The research in this thesis focuses on exploring the unused and wasted system capacity of wireless Ad Hoc networks, by providing comprehensive and accurate traffic load information to the routing protocols with minimum complexity. Proposed Traffic Balancing, a routing algorithm revised on the basis of reactive routing protocols, routes traffic load from congested areas to idle or lightly-loaded areas, such that network resources are allocated more efficiently. Knowing the number of observed collisions and past medium usage, every relay node provides the traffic load information into the route request in a simple way. After receiving route replies, a sender can choose the path with the least number of busy relay nodes. The simulation results illustrate that the Traffic Balancing approach is capable of decreasing the packet loss rate and average delay dramatically when some areas of the network start experiencing congestion with traditional on-demand routing protocols. Under certain scenarios, the improvement in system performance could exceed 50%. Furthermore, Traffic Balancing provides a solution to the problem of uneven traffic load that occurs at the access points of wireless mesh networks. The improvement is noticeable from the results of the simulation carried out on wireless mesh networks, even when the overall traffic load is light.

 
In this thesis, system capacity is first defined and investigated based on the interference range of a transmitting node and the size of network. The results show that the system utilization is far below the estimated capacity in the case where nodes are in movement. The major reason for the deficiency in system utilization is that movement and heavy traffic load cause collisions in congested areas, and the resulting long backoff periods after collisions waste a large amount of bandwidth.

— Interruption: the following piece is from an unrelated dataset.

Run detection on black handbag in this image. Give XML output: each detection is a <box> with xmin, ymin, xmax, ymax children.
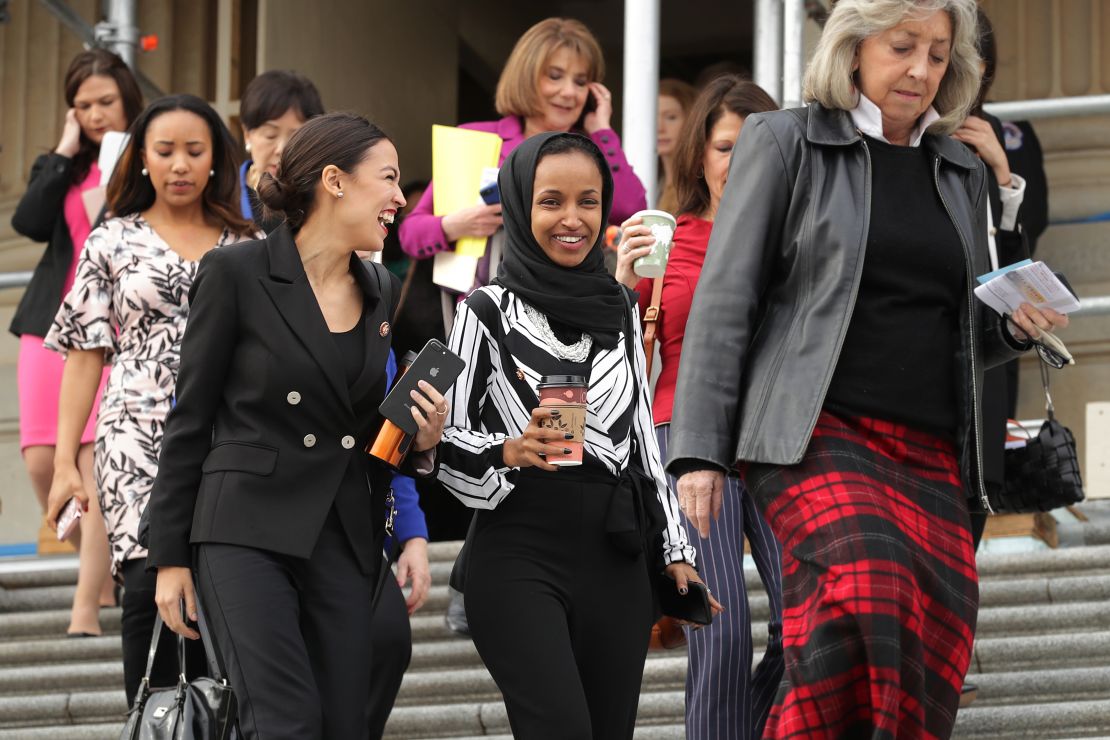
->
<box><xmin>987</xmin><ymin>361</ymin><xmax>1084</xmax><ymax>514</ymax></box>
<box><xmin>120</xmin><ymin>604</ymin><xmax>241</xmax><ymax>740</ymax></box>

It is also worth noting that traffic load tends to cluster, due to the routing and MAC protocols. Traffic Balancing is designed to provide accurate information about the traffic state along the paths, and to choose the path that has the least number of busy intermediate nodes. Numerical results indicate that the system performance is improved significantly when traffic load is deviated away from busy areas. With slight modifications, Adaptive Traffic Balancing is developed to change the verification rule of the traffic state at each node dynamically, according to the number of collisions detected by the node.


Furthermore, we investigate the problems that exist in wireless mesh networks, which have many similarities to wireless Ad Hoc networks. One severe problem is that performance is degraded by an uneven traffic load at the access points, whenever there is more than one access point in the network. After deploying Traffic Balancing, performance is improved and the system resources are used more efficiently.